Of the 2,246 households, 30.8% had children under the age of 18; 55.9% were married couples living together; 8.8% had a female householder with no husband present and 31.8% were non-families. Of all households, 25.5% were made up of individuals and 7.9% had someone living alone who was 65 years of age or older. The average household size was 2.57 and the average family size was 3.14.

22.3% of the population were under the age of 18, 7.5% from 18 to 24, 27.0% from 25 to 44, 27.6% from 45 to 64, and 15.5% who were 65 years of age or older. The median age was 40.8 years. For every 100 females, the population had 97.0 males. For every 100 females ages 18 and older there were 93.1 males.

===2000 census===
As of the 2000 United States census there were 6,003 people, 2,306 households, and 1,568 families living in the CDP. The population density was 683.7 /km2. There were 2,379 housing units at an average density of 271.0 /km2. The racial makeup of the CDP was 90.05% White, 4.78% African American, 0.05% Native American, 3.48% Asian, 0.48% from other races, and 1.15% from two or more races. Hispanic or Latino of any race were 2.03% of the population.

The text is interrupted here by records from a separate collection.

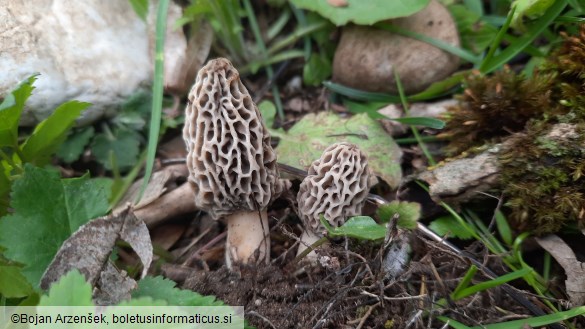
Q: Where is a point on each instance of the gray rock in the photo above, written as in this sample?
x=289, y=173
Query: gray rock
x=366, y=56
x=95, y=51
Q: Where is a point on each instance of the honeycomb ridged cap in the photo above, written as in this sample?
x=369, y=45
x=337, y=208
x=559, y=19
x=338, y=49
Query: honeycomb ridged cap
x=336, y=187
x=232, y=166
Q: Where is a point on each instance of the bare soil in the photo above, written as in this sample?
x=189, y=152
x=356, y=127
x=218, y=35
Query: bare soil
x=350, y=291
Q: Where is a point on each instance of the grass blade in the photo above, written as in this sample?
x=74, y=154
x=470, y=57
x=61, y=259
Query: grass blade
x=492, y=62
x=491, y=283
x=157, y=92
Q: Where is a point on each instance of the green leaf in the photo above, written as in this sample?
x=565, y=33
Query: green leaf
x=362, y=12
x=51, y=132
x=504, y=228
x=307, y=139
x=371, y=108
x=408, y=212
x=72, y=148
x=528, y=8
x=124, y=143
x=12, y=283
x=143, y=301
x=476, y=35
x=4, y=188
x=140, y=7
x=317, y=69
x=11, y=109
x=466, y=292
x=70, y=290
x=268, y=112
x=448, y=225
x=491, y=61
x=47, y=210
x=359, y=227
x=435, y=90
x=421, y=121
x=164, y=289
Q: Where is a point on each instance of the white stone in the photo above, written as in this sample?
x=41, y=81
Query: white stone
x=93, y=51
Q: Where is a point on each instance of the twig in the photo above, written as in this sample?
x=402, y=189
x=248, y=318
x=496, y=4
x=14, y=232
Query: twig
x=361, y=321
x=363, y=292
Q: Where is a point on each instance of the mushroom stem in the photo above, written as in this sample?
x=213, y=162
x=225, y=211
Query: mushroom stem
x=247, y=232
x=308, y=238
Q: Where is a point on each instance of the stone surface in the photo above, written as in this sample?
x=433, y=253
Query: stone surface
x=93, y=51
x=366, y=56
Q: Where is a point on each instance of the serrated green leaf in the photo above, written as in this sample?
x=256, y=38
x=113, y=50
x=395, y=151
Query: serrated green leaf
x=528, y=8
x=161, y=288
x=11, y=109
x=448, y=225
x=12, y=283
x=47, y=210
x=408, y=212
x=123, y=143
x=307, y=139
x=51, y=132
x=317, y=69
x=70, y=290
x=362, y=12
x=72, y=148
x=359, y=227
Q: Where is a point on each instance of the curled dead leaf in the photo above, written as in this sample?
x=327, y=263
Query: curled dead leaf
x=89, y=249
x=574, y=269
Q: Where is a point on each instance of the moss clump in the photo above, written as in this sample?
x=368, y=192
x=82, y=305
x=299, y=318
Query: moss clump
x=543, y=175
x=543, y=172
x=542, y=121
x=494, y=107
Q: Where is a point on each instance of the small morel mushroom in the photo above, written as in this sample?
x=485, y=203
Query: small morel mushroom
x=336, y=187
x=232, y=167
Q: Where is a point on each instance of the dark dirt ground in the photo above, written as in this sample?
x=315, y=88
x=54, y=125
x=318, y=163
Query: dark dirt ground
x=350, y=290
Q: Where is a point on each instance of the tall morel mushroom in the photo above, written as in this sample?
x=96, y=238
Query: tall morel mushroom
x=336, y=187
x=232, y=167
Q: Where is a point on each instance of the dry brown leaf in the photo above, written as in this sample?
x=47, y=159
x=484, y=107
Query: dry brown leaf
x=574, y=269
x=89, y=248
x=113, y=286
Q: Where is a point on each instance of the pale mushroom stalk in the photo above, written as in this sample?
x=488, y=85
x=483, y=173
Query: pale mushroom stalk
x=336, y=187
x=248, y=233
x=232, y=167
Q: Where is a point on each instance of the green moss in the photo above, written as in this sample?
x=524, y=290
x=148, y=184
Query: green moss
x=542, y=121
x=494, y=107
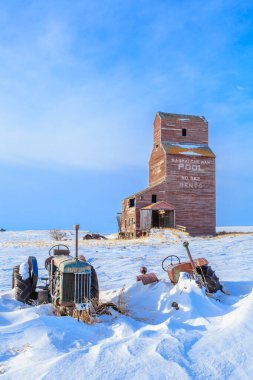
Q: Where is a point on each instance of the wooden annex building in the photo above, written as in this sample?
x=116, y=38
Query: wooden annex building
x=181, y=189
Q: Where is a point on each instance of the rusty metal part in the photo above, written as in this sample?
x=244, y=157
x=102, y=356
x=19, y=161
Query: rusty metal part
x=175, y=270
x=76, y=227
x=175, y=305
x=186, y=245
x=143, y=270
x=147, y=278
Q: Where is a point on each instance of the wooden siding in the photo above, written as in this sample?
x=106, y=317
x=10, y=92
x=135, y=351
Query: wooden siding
x=190, y=187
x=196, y=132
x=184, y=179
x=157, y=165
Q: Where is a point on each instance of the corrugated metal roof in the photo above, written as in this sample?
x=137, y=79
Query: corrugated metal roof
x=141, y=191
x=181, y=117
x=162, y=205
x=188, y=149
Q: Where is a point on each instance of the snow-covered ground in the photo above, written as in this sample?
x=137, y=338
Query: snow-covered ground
x=204, y=339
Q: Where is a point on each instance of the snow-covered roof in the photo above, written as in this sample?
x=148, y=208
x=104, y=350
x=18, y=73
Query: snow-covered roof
x=162, y=205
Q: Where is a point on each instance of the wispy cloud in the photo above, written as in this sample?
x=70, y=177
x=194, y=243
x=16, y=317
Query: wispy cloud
x=81, y=84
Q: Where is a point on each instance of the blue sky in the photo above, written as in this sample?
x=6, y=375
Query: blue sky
x=81, y=82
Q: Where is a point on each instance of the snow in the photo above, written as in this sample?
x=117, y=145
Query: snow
x=204, y=339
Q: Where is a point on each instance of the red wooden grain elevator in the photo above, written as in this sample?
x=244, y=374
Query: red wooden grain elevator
x=181, y=189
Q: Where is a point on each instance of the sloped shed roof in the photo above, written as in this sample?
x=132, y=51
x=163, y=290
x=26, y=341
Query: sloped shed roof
x=162, y=205
x=188, y=149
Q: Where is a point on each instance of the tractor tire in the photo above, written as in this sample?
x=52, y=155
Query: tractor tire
x=15, y=270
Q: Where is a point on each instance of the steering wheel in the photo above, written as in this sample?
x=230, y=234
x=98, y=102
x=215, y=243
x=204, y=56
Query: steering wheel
x=58, y=247
x=164, y=266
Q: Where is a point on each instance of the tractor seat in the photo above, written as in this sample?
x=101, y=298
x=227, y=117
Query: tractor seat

There were 2,306 households, out of which 29.6% had children under the age of 18 living with them, 58.6% were married couples living together, 7.1% had a female householder with no husband present, and 32.0% were non-families. 26.5% of all households were made up of individuals, and 6.7% had someone living alone who was 65 years of age or older. The average household size was 2.51 and the average family size was 3.10.

In the CDP the population was spread out, with 22.0% under the age of 18, 5.7% from 18 to 24, 30.4% from 25 to 44, 26.1% from 45 to 64, and 15.9% who were 65 years of age or older. The median age was 40 years. For every 100 females, there were 93.5 males. For every 100 females age 18 and over, there were 91.8 males.

The median income for a household in the CDP was $71,230, and the median income for a family was $76,519. Males had a median income of $57,152 versus $36,436 for females. The per capita income for the CDP was $30,308. About 1.1% of families and 1.7% of the population were below the poverty line, including 2.8% of those under age 18 and none of those age 65 or over.
==Education==
Its school districts are Mount Laurel Township School District (elementary and middle school) and Lenape Regional School District (high school). All residents of Mount Laurel Township are zoned to Lenape High School. Additionally, the small school program at Seneca High School accepts Mount Laurel Township residents.